Gabriel García Márquez, escritor, premio Nobel de Literatura y hombre honrado. No se vendió a los cantos de sirena del universo mercantil. Era un paria uno de los once hijos del telegrafista de Aracataca y no abandonó a los parias de la tierra. Escribía para que las gentes condenadas a cien años de soledad tuvieran una segunda oportunidad.  Soñó con un mundo justo  y solidario y describió como nadie los estragos que produce la insolidaridad, que conduce a cien, a mil años de soledad.

“Creo que el mundo debe ser socialista, va a serlo, y te­nemos que ayudar para que lo sea lo más pronto posible”.  Creencia que no le impidió ser crítico con el “socialismo real”, el no-socialismo de la Unión Soviética. “Ellos llegaron a esa forma del socialismo por experiencias y con­diciones particulares y tratan de imponer a otros países su propia burocratización, autoritarismo y falta de visión histórica”.

 “Pienso que los críticos que más han acertado [en referencia a Cien años de soledad] son los que han llegado a la conclusión de que todo el desastre de Macondo –que es también un desastre telúrico– viene de esa falta de solidari­dad, la soledad de cada uno tirando por su cuenta”. El mundo actual es un vasto Macondo, con pequeños islotes solidarios.
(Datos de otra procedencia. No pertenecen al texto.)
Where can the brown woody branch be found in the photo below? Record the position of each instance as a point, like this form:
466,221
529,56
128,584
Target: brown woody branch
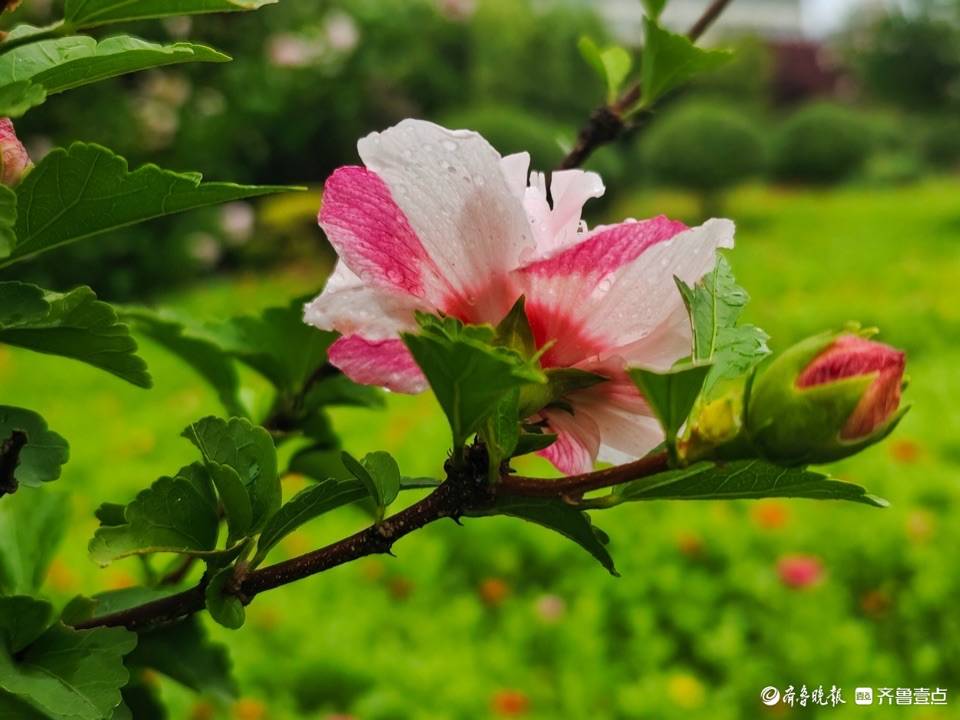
465,491
607,123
Hay que destruir ese Macondo insolidario y construir una Utopía solidaria. Es lo que el propio Gabriel se atrevió a apuntar en su discurso de recepción del  Nobel aquel 8 de diciembre de 1982:

 América Latina no quiere ni tiene por qué ser un alfil sin albedrío, ni tiene nada de quimérico que sus designios de independencia y originalidad se conviertan en una aspiración occidental… Frente a la opresión, el saqueo y el abandono, nuestra respuesta es la vida. Ni los diluvios ni las pestes, ni las hambrunas ni los cataclismos, ni siquiera las guerras eternas a través de los siglos y los siglos han conseguido reducir la ventaja tenaz de la vida sobre la muerte. Una ventaja que aumenta y se acelera: cada año hay 74 millones más de nacimientos que de defunciones, una cantidad de vivos nuevos como para aumentar siete veces cada año la población de Nueva York. La mayoría de ellos nacen en los países con menos recursos, y entre estos, por supuesto, los de América Latina. En cambio, los países más prósperos han logrado acumular suficiente poder de destrucción como para aniquilar 100 veces no solo a todos los seres humanos que han existido hasta hoy, sino la totalidad de los seres vivos que han pasado por este planeta de infortunios.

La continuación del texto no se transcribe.